Welke Karl F, O'Brien Sean M, Peterson Eric D, Ungerleider Ross M, Jacobs Marshall L, Jacobs Jeffery P
Division of Cardiothoracic Surgery, Oregon Health and Science University, Portland, Ore. 97239-3098, USA.
J Thorac Cardiovasc Surg. 2009 May;137(5):1133-40. doi: 10.1016/j.jtcvs.2008.12.012. Epub 2009 Mar 17.
We sought to determine the association between pediatric cardiac surgical volume and mortality using sophisticated case-mix adjustment and a national clinical database.
Patients 18 years of age or less who had a cardiac operation between 2002 and 2006 were identified in the Society of Thoracic Surgeons Congenital Heart Surgery Database (32,413 patients from 48 programs). Programs were grouped by yearly pediatric cardiac surgical volume (small, <150; medium, 150-249; large, 250-349; and very large, >or=350 cases per year). Logistic regression was used to adjust mortality rates for volume, surgical case mix (Aristotle Basic Complexity and Risk Adjustment for Congenital Heart Surgery, Version 1 categories), patient risk factors, and year of operation.

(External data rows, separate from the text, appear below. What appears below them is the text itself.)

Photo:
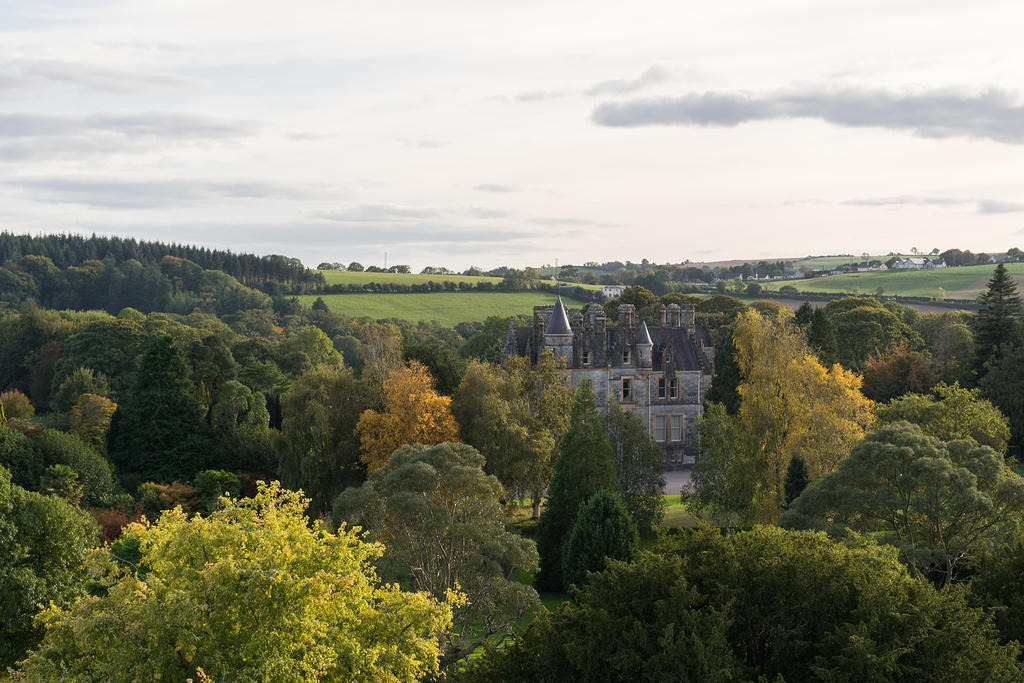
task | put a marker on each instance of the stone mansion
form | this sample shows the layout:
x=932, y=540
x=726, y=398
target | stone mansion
x=659, y=373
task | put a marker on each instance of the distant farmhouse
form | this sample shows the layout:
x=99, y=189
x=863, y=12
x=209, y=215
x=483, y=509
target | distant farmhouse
x=659, y=373
x=919, y=263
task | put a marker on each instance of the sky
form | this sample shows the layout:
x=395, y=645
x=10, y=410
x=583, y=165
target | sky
x=483, y=132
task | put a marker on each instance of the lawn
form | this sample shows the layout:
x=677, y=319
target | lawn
x=346, y=278
x=962, y=283
x=448, y=308
x=828, y=262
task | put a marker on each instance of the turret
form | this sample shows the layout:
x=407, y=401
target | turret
x=558, y=334
x=644, y=346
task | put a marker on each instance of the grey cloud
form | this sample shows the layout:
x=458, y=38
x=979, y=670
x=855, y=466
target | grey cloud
x=992, y=114
x=652, y=76
x=373, y=213
x=146, y=194
x=905, y=200
x=145, y=124
x=981, y=206
x=539, y=95
x=994, y=207
x=17, y=76
x=495, y=187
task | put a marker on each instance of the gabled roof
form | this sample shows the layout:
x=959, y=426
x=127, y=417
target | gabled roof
x=559, y=322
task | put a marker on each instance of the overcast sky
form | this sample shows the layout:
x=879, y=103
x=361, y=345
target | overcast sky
x=486, y=132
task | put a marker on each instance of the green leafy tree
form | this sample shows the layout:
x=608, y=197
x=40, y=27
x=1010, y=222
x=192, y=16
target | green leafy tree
x=797, y=478
x=936, y=501
x=603, y=529
x=584, y=467
x=638, y=462
x=438, y=516
x=42, y=541
x=318, y=450
x=765, y=604
x=251, y=593
x=1003, y=384
x=951, y=413
x=159, y=430
x=241, y=421
x=997, y=323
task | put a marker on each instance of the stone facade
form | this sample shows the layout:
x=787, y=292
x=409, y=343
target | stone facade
x=659, y=373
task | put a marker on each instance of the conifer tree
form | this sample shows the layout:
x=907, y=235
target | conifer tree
x=998, y=321
x=797, y=479
x=584, y=467
x=159, y=430
x=602, y=529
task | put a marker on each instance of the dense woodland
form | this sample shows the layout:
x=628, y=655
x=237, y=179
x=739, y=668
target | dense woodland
x=859, y=510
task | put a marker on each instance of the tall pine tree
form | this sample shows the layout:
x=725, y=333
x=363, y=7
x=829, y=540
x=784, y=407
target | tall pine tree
x=584, y=467
x=159, y=431
x=997, y=325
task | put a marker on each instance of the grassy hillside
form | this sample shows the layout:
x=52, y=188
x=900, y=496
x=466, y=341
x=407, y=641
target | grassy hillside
x=963, y=283
x=448, y=308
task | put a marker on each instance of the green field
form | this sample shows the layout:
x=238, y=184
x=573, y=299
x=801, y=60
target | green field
x=448, y=308
x=963, y=283
x=346, y=278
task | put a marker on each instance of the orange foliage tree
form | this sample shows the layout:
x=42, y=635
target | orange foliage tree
x=414, y=413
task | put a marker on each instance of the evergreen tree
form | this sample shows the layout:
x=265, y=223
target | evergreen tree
x=726, y=381
x=797, y=479
x=998, y=321
x=602, y=529
x=584, y=467
x=159, y=430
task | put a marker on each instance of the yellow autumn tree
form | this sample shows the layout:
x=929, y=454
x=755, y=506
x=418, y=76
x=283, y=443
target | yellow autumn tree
x=414, y=413
x=790, y=406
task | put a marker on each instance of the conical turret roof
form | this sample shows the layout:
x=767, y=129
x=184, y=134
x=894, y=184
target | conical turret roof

With adjustment for patient-level risk factors and surgical case mix, there was an inverse relationship between overall surgical volume as a continuous variable and mortality (P = .002). When the data were displayed graphically, there appeared to be an inflection point between 200 and 300 cases per year. When volume was analyzed as a categorical variable, the relationship was most apparent for difficult operations (Aristotle technical difficulty component score, >3.0), for which mortality decreased from 14.8% (60/406) at small programs to 8.4% (157/1858) at very large programs (P = .02). The same was true for the subgroup of patients who underwent Norwood procedures (36.5% [23/63] vs 16.9% [81/479], P < .0001). After risk adjustment, all groups performed similarly for low-difficulty operations. Conversely, for difficult procedures, small programs performed significantly worse. For Norwood procedures, very large programs outperformed all other groups.
There was an inverse association between pediatric cardiac surgical volume and mortality that became increasingly important as case complexity increased. Although volume was not associated with mortality for low-complexity cases, lower-volume programs underperformed larger programs as case complexity increased.
我们试图利用复杂的病例组合调整方法和一个全国性临床数据库来确定小儿心脏手术量与死亡率之间的关联。
在胸外科医师协会先天性心脏病手术数据库中识别出2002年至2006年间接受心脏手术的18岁及以下患者(来自48个项目的32413名患者)。各项目按每年小儿心脏手术量分组(小,<150例;中,150 - 249例;大,250 - 349例;非常大,≥350例/年)。采用逻辑回归对手术量、手术病例组合(先天性心脏病手术的亚里士多德基本复杂性和风险调整,第1版类别)、患者风险因素及手术年份进行死亡率调整。
在对患者层面的风险因素和手术病例组合进行调整后,作为连续变量的总体手术量与死亡率之间呈负相关(P = 0.002)。以图形方式展示数据时,每年200至300例之间似乎存在一个拐点。当将手术量作为分类变量进行分析时,这种关系在困难手术中最为明显(亚里士多德技术难度成分评分,>3.0),其死亡率从小项目的14.8%(60/406)降至非常大项目的8.4%(157/1858)(P = 0.02)。接受诺伍德手术的患者亚组情况也是如此(36.5% [23/63] 对16.9% [81/479],P < 0.0001)。经过风险调整后,所有组在低难度手术中的表现相似。相反,对于困难手术,小项目的表现明显更差。对于诺伍德手术,非常大的项目表现优于所有其他组。
小儿心脏手术量与死亡率之间存在负相关,且随着病例复杂性增加,这种关联变得越发重要。虽然手术量与低复杂性病例的死亡率无关,但随着病例复杂性增加,手术量较低的项目表现不如较大的项目。